Here’s a fun legal question about the ESA.
Employees dismissed in Canada are entitled to two types of notice of termination:
(1) minimum notice of termination defined in employment standards legislation;
(2) contractual notice of termination.
A contract might merge the two entitlements into one. If a contract term says that the amount of notice required to be given is the same as required by employment standards legislation (“the employer can terminate this contract by providing the employee with notice equal to the amount required by the ESA”), then the employer only has to provide the ESA amount of notice. The contractual notice and the ESA notice become one and the same.
Alternatively, a contract might include an express term requiring a greater amount of notice than the ESA minimum (“the employer can terminate this contract with 10 week’s notice”) in which case the employer will satisfy its ESA and contractual notice requirements by providing 10 weeks’ notice.

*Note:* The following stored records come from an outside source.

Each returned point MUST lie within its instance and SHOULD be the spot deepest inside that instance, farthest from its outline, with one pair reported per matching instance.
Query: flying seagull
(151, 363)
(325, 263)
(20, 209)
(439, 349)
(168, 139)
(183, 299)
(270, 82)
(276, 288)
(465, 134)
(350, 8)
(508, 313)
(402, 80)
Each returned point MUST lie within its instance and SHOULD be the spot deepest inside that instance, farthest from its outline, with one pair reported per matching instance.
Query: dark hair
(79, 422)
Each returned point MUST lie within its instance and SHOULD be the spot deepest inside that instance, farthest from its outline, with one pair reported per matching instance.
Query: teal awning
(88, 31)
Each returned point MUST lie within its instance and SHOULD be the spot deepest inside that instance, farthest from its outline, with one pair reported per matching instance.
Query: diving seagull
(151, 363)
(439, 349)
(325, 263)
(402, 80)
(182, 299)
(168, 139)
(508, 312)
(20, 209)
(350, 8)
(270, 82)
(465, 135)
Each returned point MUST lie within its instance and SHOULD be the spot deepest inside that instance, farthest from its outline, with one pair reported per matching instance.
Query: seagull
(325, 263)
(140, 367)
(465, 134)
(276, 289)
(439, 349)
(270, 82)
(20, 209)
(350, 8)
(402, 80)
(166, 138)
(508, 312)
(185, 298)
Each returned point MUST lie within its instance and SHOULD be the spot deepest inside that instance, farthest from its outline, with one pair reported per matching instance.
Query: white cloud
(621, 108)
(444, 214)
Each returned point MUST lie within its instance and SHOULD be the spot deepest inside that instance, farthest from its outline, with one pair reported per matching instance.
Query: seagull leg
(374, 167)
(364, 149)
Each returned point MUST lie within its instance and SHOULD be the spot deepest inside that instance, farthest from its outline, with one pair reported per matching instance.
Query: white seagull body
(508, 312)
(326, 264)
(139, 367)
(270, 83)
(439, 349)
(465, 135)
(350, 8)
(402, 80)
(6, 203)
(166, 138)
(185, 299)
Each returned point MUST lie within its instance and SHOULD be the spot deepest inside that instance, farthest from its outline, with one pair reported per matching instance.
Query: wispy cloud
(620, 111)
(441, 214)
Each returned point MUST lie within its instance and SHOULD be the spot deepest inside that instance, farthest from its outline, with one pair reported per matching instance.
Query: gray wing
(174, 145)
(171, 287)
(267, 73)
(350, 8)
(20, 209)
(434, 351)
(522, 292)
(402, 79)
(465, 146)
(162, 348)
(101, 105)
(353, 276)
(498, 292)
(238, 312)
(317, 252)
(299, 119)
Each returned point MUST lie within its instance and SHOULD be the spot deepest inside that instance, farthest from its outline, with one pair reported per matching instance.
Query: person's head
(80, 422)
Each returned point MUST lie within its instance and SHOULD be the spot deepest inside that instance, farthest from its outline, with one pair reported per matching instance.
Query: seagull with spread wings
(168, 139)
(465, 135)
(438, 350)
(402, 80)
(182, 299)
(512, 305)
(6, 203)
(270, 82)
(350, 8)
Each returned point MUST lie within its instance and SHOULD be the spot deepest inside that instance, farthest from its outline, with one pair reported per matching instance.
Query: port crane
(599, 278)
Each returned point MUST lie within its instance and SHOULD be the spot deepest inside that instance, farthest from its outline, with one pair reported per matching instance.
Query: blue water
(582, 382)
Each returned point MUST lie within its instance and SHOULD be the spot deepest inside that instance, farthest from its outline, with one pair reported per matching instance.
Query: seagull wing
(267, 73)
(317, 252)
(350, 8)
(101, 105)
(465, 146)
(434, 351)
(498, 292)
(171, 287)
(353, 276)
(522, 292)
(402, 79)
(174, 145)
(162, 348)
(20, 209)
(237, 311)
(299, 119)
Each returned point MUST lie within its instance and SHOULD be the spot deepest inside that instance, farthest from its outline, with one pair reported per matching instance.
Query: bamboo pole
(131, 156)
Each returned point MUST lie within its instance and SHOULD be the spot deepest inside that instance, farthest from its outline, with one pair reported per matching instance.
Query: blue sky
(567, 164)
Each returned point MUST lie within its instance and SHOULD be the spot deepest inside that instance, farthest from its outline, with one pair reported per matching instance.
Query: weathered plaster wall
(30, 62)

However, if the contract says nothing about notice of termination or requires less notice than required by the ESA, then the employer has to provide the employee with “reasonable notice”, which is an amount tabulated using a variety of criteria, the most important of which is length of service. ”Reasonable notice” is almost always more than ESA minimum notice, often considerably more. For example, a long service employee might be entitled to only 8 weeks’ ESA notice, but 18 months’ “reasonable notice”. In that case, the employer is legally (contractually) required to provide 18 month’s notice, not just the lesser 8 weeks notice.
All of that is by way of review. Now here is my question for the day.
The ESA in Ontario requires that a variety of information be provided by the employer to the employee at the point of termination. The section is 12.1. Look what is says:
(a) the gross amount of any termination pay or severance pay being paid to the employee;
(b) the gross amount of any vacation pay being paid to the employee;
(c) unless the information is provided to the employee in some other manner, how the amounts referred to in clauses (a) and (b) were calculated;
(d) the pay period for which any wages other than wages described in clauses (a) or (b) are being paid;
(e) the wage rate, if there is one;
(f) the gross amount of any wages referred to in clause (d) and, unless the information is provided to the employee in some other manner, how that amount was calculated;
(g) the amount and purpose of each deduction from wages;
(h) any amount with respect to room or board that is deemed to have been paid to the employee under subsection 23 (2); and
(i) the net amount of wages being paid to the employee.
So the employer has to tell the employee the amount of “wages” she is entitled to at the point of termination in addition to the amounts to be provided by way of ESA termination and severance pay.
What are “wages”? The answer to that is found in Section 1. ”Wages” mean any “monetary remuneration payable by an employer to an employee under the terms of an employment contract, oral or written, express or implied.” The notice of termination clause in an employment contract tells the parties the amount of wages that need to be paid to an employee before they can be terminated. The requirement to pay wages through the period of “reasonable notice” is an implied contract term.
Reading all of this together, doesn’t this mean that an employer is required to provide a statement to employees at the point of termination explaining the amount of contractual notice (including ‘reasonable notice’ if that is the contract requirement) being provided to the employee, and how that amount was calculated?
If so, then the statement would require the employer to include an assessment of how much ‘reasonable notice’ is required to dismiss the employee, given the employees’ job, length of service, age, and skills (the Bardol factors).
For example, remember the Di Tamaso decision? The employer claimed that 12 month’s notice was appropriate for an employee who had 33 years’ service. The Court ultimately ruled that the notice period was 22 months. At the time of dismissal, the employer’s statement of termination might have said something like this:
Termination Pay (ESA): Wage Rate x 8 weeks at regular hours
Wages Owed during Contractual Notice Period: Wage Rate x 12 months’ at regular hours. For non-managerial, low-skilled employee with 33 years’ service, the maximum amount of notice courts order is 12 months.
That would actually be a useful process, since it would force the employer to turn its mind to assessing contractual notice according to legal principles, and would inform the employee of their entitlement to receive greater notice than just ESA minimum notice. Employers are legally required to estimate the ‘reasonable notice’ period anyhow, so all this is saying is tell the employee how you did that estimation.
But I don’t think many (any?) employers interpret the ESA as requiring a statement of how “reasonable notice” periods were calculated.
What do you think? Does the ESA requirement for employers to provide a statement explaining how all outstanding “wages” due at the point of dismissal were calculated include a requirement to explain how “reasonable notice” was calculated by the employer?
Do you think that this would be a good idea if in fact most employers do not presently do this?